04 Junho 2019
Quando o arcebispo Carlo Maria Viganò pediu ao Papa Francisco que renunciasse no verão passado por supostamente encobrir os crimes sexuais do ex-cardeal Theodore McCarrick, foi "como um terremoto para a Igreja".
O comentário é de Robert Mickens, publicada por La Croix International, 31-05-2019. A tradução é de Natália Froner dos Santos.
Foi assim que o Monsenhor Anthony Figueiredo, ex-funcionário do Vaticano e consultor de longa data da CBS News, descreveu o "testemunho" de Viganò, um dossiê de 11 páginas de acusações e insinuações dirigidas ao Papa e a quase uma dúzia de prelados do Vaticano.
Mons. Figueiredo, um padre da Arquidiocese de Newark (Nova Jersey) que vive em Roma desde 2006, imediatamente defendeu a credibilidade de Viganò.

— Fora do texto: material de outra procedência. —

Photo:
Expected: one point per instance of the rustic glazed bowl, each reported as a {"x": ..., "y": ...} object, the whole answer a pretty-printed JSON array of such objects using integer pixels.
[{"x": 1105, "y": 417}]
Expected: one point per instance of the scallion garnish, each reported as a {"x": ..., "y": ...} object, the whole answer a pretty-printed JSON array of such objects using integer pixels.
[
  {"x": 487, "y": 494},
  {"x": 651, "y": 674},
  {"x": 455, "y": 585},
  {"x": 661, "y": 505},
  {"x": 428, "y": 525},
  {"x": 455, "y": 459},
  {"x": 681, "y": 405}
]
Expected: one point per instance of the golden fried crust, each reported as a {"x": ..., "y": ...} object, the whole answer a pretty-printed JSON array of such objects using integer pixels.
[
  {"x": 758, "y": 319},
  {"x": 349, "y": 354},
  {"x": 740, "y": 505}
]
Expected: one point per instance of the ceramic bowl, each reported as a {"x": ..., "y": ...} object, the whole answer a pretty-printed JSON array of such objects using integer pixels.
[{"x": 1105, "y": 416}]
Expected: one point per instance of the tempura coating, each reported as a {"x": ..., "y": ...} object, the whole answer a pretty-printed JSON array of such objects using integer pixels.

"Eu o conheço pessoalmente", disse ele à CBS. "Eu o conheço como um homem de grande integridade, essencialmente honesto. Ele trabalhou para três papas diferentes e foi enviado para uma posição no Vaticano, uma posição diplomática tão grande quanto os Estados Unidos, o que significa que ele é um homem de confiança."
O muito brilhante e articulado padre de Newark defendeu Viganò em 27 de agosto de 2018, apenas um dia depois que o ex-núncio papal acompanhou cuidadosamente o LifeSite News e o National Catholic Register para que publicassem suas 11 páginas de acusações.
Agora, nove meses depois, Mons. Figueiredo está de volta aos noticiários. E como!
Seguindo as pegadas de seu amigo, o arcebispo Viganò, o padre de 55 anos tornou-se o mais recente clérigo com um perfil público a denunciar o encobrimento da Igreja na hierarquia.
Ele o fez em 28 de maio quando lançou – simultaneamente através da CBS e da publicação católica, Crux – trechos de correspondência pessoal com McCarrick, um homem que (você verá em breve) ele já considerou uma figura paterna e patrono.
Esses trechos cuidadosamente escolhidos reforçam as alegações feitas por Viganò e outros de que um número de funcionários do alto escalão da Igreja estavam cientes de que Bento XVI havia discretamente colocado restrições ao ex-cardeal, mas não fizeram nada para aplicá-las.
O mais notável entre os acusados é o cardeal Donald Wuerl, o recém-aposentado arcebispo de Washington. Wuerl já negou qualquer conhecimento de sanções.
Mas o que há de novo no acervo de documentos de Figueiredo é que o próprio McCarrick afirma em cartas, que o monsenhor transmitiu às autoridades em Roma, que ele discutiu suas restrições com Wuerl. Mas, como McCarrick, agora destituído, provou ser menos que verdadeiro em vários outros assuntos, é apenas sua palavra contra a de Wuerl.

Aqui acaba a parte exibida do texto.